In May 2023, it was announced that the project would be redeveloped as a legacy-sequel. Ric Roman Waugh was hired as director (replacing Amirpour), from a new script written by Mark Bianculli. Stallone was slated to reprise his role from the original, in addition to taking on a role as producer. The plot was stated as the continued adventures of climber-turned-rescue ranger Gabriel "Gabe" Walker alongside a supporting cast and feature the Italian Alps. Moritz, Jaffe, Schumacher, Sylvest and Braden Aftergood were stated to also serve as producers. Original Film, Balboa Productions, StudioCanal, Rocket Science, Wright Productions & Entertainment and Front Row Entertainment were named as production studios. The movie had a presence at Cannes, where additional funding and distribution were secured. In December 2023, it was announced that additional film companies had joined the project including FilmFernsehFonds Bayern, Black Magic Films, Supernix, Maze Pictures and Occupant Entertainment. Joe Neurauter and Philipp Kreuzer came on board as producers and filming was scheduled to commence in the fall of 2024 in Bavaria and Munich.

===As a reboot===
In October 2024, it was reported that Stallone and Roman Waugh were no longer involved with the film; in a creative overhaul, the project was changed from a direct sequel to a reimagining with Jaume Collet-Serra taking over as director.
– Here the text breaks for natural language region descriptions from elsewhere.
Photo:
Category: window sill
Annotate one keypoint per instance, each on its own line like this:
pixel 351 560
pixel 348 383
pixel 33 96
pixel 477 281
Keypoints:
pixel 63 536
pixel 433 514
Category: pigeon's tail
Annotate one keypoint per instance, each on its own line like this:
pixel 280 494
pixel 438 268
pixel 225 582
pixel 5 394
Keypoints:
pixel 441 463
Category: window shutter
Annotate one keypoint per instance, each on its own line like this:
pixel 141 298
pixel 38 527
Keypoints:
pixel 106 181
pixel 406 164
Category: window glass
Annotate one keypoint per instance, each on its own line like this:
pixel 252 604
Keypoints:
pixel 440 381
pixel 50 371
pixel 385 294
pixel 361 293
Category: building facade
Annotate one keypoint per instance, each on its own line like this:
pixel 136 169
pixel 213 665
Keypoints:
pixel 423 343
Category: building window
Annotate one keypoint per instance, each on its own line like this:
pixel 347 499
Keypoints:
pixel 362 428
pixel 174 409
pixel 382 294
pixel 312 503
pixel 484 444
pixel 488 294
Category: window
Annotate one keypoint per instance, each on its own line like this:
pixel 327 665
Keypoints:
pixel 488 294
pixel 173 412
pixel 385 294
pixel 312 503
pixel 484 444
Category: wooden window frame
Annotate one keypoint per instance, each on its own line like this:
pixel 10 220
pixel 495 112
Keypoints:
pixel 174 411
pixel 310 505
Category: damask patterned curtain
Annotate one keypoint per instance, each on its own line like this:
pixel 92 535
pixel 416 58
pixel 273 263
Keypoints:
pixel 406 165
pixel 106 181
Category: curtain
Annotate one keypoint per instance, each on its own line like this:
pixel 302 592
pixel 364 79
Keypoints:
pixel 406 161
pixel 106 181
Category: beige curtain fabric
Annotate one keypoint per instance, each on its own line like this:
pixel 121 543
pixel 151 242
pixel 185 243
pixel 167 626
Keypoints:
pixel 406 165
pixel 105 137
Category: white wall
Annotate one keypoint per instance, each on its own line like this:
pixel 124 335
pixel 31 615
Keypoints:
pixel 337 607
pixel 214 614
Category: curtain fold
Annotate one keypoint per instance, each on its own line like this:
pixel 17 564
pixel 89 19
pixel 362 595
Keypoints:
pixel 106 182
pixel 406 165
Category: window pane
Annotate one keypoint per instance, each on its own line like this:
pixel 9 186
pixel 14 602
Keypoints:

Additionally, Melanie Toast was added as a writer. Bianculli and Toast received screenplay credit, while Penn and Bianculli received story credit. Lily James was cast in the lead role, with Pierce Brosnan, Nell Tiger Free, Franz Rogowski, Shubham Saraf, Assaad Bouab, Suzy Bemba, and Bruno Gouery in supporting roles. Principal photography began that same month in Austria. Krisztian Majdik edited the film.

==Release==
At the 2025 Toronto International Film Festival, Row K Entertainment reportedly bought the American distribution rights for Cliffhanger for an August 28, 2026 U.S. theatrical release. However, a Variety report published in March 2026 questioned whether the distribution deal had even been finalized, owing to the studio's financial problems. In May 2026, Variety reported that Decal was nearing a deal to partner with Row K on the film's theatrical and ancillary release, which it was speculated would move the film away from its scheduled August date. The film was then reported to have been scheduled for a theatrical release in the United States on February 24, 2027. However, in September 2026, Vertical acquired U.S. distribution rights to the film, planning to release it sometime in spring 2027.

==Future==
In September 2025, a sequel was announced to be in development. Rocket Science and Thank You Pictures would return as production studios.